There’s no evidence President Donald Trump’s travel ban, struck down in the courts and awaiting Supreme Court review, would make the U.S. safer from the kinds of attacks carried out in London overnight, his predecessor’s national security adviser said.
“There’s a very real risk that by stigmatizing and isolating Muslims from particular countries, and Muslims in general, that we alienate the very communities here in the United States whose cooperation we most need to detect and prevent these home-grown extremists from being able to carry out attacks,’’ Susan Rice said on ABC’s “This Week’’ on Sunday.
Trump responded quickly to Saturday night’s terror attack in London with a Twitter message arguing for US courts to reinstate his executive order on travel to the U.S. by people from six predominantly Muslim countries.
“We need to be smart, vigilant and tough. We need the courts to give us back our rights. We need the Travel Ban as an extra level of safety,’’ Trump tweeted. He followed up on Sunday saying “we must stop being politically correct and get down to the business of security.”
Rice said the U.S. and other countries need to remain focused on recognizing and stopping home-grown terrorists, and that Trump’s order doesn’t help in that regard. “That is, I believe, one of the major reasons why the courts thus far have been very skeptical of the travel ban,’’ Rice said.

‘Extreme Vetting’

The White House on Thursday asked the U.S. Supreme Court to immediately reinstate the ban, which the administration has described as an effort to protect the country from terrorists.

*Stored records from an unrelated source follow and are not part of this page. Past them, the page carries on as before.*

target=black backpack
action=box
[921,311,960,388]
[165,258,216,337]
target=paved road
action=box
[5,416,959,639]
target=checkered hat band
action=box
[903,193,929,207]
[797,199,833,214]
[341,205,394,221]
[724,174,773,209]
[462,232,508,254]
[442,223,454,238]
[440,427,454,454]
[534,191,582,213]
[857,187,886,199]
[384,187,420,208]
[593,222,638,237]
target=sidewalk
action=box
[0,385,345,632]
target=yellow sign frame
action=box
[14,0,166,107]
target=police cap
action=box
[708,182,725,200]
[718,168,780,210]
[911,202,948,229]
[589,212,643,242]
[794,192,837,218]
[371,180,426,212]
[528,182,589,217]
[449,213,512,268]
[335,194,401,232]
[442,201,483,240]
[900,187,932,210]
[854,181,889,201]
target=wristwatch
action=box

There’s been a string of court rulings against the measure since it was introduced in January and amended in March.
Senator Roy Blunt, a Republican from Missouri and a member of the Senate Intelligence Committee, said Trump does “have the right to put in place extreme vetting,” whether the travel ban moves ahead or not.
“The terror threat is real,” Blunt said on “Fox News Sunday.”
Republican Senator Susan Collins of Maine said on CBS’s “Face the Nation” that she didn’t agree with Trump that the London attack showed the need for his executive order.
“I think that the travel ban is too broad and that is why it’s been rejected by the courts,” Collins said. “The president is right, however, that we need to do a better job of vetting individuals who are coming from war-torn countries into our nation.”

‘Slap in the Face’
The Trump administration has had time to review and implement new vetting procedures instead of continuing to call for a travel ban, U.S. Senator Mark Warner of Virginia, the intelligence committee’s top Democrat, said on CBS’s “Face the Nation.” Intelligence leaders have said such an edict is “in effect a slap in the face to Muslim-Americans and others, and in many ways might actually incite more incidents,” he said.
In a separate appearance on CNN, Warner said that “in many ways the Muslim-American community is better integrated into our society” than in Europe, which is the “secret sauce” that helps stops attacks like those in Europe.